The most important part of your SEO process is:

  1. The SEO firm that you hire.
  2. The links that you get.
  3. The amount of keyword-rich content that you have on the page.

Please record your answer. Then click the More link. See it? It’s right there below. Okay, click it.

FAIL!

Regardless of your answer, you were wrong. The real answer is that it’s the client who is the most important part of any SEO project. The client is who determines whether a project fails, flourishes or if it ever even gets off the ground. They are the superheroes. We just supply the cape (yeah, yeah, I know. No capes).

We’re lucky in that we have very good clients. And so they “get” that. However, I think many don’t, which is why it often takes a village to raise an effective SEO campaign.

It kills me that the average client doesn’t understand the power that they hold in any given project or how important they are. It kills me because if I had that much power…I’d want to know! That kind of power is meant to be reveled in. And enjoyed. And definitely taken advantage of.

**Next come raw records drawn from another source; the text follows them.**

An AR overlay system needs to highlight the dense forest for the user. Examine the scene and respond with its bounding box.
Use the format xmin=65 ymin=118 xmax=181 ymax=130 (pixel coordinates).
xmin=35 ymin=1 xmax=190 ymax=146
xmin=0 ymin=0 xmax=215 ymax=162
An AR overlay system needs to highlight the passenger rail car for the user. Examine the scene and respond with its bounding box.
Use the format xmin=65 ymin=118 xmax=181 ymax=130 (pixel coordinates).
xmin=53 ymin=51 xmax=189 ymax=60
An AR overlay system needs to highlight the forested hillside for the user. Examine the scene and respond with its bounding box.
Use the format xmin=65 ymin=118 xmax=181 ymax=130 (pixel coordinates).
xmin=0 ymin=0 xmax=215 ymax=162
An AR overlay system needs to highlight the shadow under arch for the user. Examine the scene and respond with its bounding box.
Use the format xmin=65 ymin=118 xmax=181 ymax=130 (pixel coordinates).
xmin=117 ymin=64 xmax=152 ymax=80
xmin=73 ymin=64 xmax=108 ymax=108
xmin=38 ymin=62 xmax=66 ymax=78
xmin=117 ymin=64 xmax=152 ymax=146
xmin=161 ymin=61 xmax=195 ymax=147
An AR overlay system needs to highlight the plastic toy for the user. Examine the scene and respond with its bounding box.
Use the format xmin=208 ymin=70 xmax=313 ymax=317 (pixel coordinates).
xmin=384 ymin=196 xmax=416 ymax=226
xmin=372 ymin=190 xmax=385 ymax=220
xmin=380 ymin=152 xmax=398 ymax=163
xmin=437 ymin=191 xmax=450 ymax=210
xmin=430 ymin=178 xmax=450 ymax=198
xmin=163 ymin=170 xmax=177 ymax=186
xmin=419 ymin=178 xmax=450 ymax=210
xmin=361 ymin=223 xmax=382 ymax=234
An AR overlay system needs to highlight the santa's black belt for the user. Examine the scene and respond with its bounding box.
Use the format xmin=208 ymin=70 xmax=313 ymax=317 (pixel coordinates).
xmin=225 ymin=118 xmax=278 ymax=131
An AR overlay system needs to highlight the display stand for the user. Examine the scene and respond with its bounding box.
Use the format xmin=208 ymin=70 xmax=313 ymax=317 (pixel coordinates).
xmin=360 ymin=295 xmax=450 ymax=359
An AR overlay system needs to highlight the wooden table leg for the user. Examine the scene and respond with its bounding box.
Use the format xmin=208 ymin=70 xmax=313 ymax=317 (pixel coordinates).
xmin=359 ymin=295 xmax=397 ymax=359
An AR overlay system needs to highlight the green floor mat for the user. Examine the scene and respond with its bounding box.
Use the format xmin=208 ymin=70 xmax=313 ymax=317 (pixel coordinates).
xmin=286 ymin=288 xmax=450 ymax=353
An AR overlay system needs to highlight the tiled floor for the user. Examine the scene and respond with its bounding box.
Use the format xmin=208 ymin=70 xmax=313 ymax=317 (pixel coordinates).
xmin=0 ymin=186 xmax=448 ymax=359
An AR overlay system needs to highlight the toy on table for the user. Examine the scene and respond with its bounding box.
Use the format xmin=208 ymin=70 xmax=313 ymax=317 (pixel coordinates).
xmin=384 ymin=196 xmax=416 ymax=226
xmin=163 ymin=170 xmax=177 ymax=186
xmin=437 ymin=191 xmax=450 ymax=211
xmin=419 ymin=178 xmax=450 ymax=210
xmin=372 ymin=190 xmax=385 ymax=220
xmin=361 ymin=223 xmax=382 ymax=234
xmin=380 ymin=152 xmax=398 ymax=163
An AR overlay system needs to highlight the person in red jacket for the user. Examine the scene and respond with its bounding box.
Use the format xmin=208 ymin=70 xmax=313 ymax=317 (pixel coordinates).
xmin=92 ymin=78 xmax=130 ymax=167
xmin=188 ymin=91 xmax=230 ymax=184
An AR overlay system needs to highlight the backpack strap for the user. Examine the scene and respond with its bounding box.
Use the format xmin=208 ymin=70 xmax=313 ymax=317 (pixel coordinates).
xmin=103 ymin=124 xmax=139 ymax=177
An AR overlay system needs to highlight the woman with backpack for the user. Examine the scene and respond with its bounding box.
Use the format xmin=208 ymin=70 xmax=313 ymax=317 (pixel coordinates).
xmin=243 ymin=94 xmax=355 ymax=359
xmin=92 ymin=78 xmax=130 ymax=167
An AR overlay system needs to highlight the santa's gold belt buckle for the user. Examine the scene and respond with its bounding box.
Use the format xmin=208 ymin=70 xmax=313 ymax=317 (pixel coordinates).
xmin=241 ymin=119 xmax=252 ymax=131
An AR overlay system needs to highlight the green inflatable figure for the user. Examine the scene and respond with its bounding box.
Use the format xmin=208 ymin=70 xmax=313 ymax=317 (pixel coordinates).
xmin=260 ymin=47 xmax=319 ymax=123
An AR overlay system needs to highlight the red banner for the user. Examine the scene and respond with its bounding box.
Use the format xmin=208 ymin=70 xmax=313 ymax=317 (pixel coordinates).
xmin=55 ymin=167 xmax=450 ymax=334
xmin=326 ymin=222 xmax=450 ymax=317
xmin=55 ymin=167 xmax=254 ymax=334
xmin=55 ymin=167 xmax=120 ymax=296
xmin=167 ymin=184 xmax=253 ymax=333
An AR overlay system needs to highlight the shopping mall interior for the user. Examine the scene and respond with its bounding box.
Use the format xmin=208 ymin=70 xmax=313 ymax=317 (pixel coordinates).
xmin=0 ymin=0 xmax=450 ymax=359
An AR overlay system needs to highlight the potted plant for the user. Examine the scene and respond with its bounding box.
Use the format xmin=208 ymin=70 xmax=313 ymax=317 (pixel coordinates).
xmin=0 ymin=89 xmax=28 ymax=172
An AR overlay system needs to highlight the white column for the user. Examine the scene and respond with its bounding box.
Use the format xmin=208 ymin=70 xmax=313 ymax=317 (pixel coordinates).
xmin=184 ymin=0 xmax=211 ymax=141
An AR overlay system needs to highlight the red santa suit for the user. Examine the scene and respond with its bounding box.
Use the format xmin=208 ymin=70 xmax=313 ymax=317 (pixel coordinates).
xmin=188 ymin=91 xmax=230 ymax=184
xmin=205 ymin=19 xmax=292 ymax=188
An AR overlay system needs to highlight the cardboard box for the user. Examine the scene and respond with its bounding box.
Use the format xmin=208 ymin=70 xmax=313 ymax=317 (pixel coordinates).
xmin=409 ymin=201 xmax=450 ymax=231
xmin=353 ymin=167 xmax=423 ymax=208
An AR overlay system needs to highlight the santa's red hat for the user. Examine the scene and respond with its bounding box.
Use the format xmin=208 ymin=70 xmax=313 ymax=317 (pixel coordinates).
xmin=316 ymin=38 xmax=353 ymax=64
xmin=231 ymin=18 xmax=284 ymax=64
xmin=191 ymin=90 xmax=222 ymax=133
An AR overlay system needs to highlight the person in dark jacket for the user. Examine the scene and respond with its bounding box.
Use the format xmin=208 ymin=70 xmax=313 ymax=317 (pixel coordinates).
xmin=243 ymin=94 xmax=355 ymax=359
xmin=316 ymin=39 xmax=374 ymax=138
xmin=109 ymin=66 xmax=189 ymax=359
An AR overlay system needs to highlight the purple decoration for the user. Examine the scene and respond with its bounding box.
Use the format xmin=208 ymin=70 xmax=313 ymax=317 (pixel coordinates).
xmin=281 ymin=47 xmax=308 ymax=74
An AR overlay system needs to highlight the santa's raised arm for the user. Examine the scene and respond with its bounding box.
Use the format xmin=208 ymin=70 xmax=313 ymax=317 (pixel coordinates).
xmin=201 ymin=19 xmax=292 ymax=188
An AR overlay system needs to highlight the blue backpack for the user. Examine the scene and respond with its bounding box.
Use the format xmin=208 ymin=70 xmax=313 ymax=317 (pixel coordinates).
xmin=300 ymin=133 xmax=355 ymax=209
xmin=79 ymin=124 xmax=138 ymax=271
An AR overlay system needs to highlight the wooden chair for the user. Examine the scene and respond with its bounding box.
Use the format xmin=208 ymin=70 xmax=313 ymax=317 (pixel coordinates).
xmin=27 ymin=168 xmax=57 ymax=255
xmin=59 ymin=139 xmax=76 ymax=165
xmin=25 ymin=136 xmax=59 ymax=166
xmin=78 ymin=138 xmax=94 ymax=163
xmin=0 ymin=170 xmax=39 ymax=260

SEO is not like ordering office supplies. You can’t simply tell your SEO that you’d like one social media campaign, a handful of link strategies and a content piece or two and then sit back and expect your vendor to MacGyver you some search rankings. SEO isn’t Staples. As Rae Twitter ranted earlier, it’s actually a lot more like a sports team.

As your SEO firm, we are your coach. Your hot, willing-to-go-the-distance, ready-to-fight-for-you, coach. However, you own the team. You know it best and we rely on you for some pretty important information. You’re smarter than we are.

  • You know how many pages players you have, their strengths and weaknesses.
  • You know if players are using paid links illegal substances to “enhance” their performance.
  • You know what plays you’ve run in the past and whether they’ve failed or succeeded.
  • You know how far your team deserves to go.
  • You know your competition.
  • You know the game.
  • You’re invested in your team more than anyone else.

When we’re first getting acquainted with your site and we ask you specific questions, do be forthcoming. We’re on your side. Be honest about where you are, what you can realistically do, what hoops we’re going to have to jump through *together*, and where you want your site to end up. The more you tell us, the more we can help. The information we need to make you great is already in your head. So give it to us, the good and the bad.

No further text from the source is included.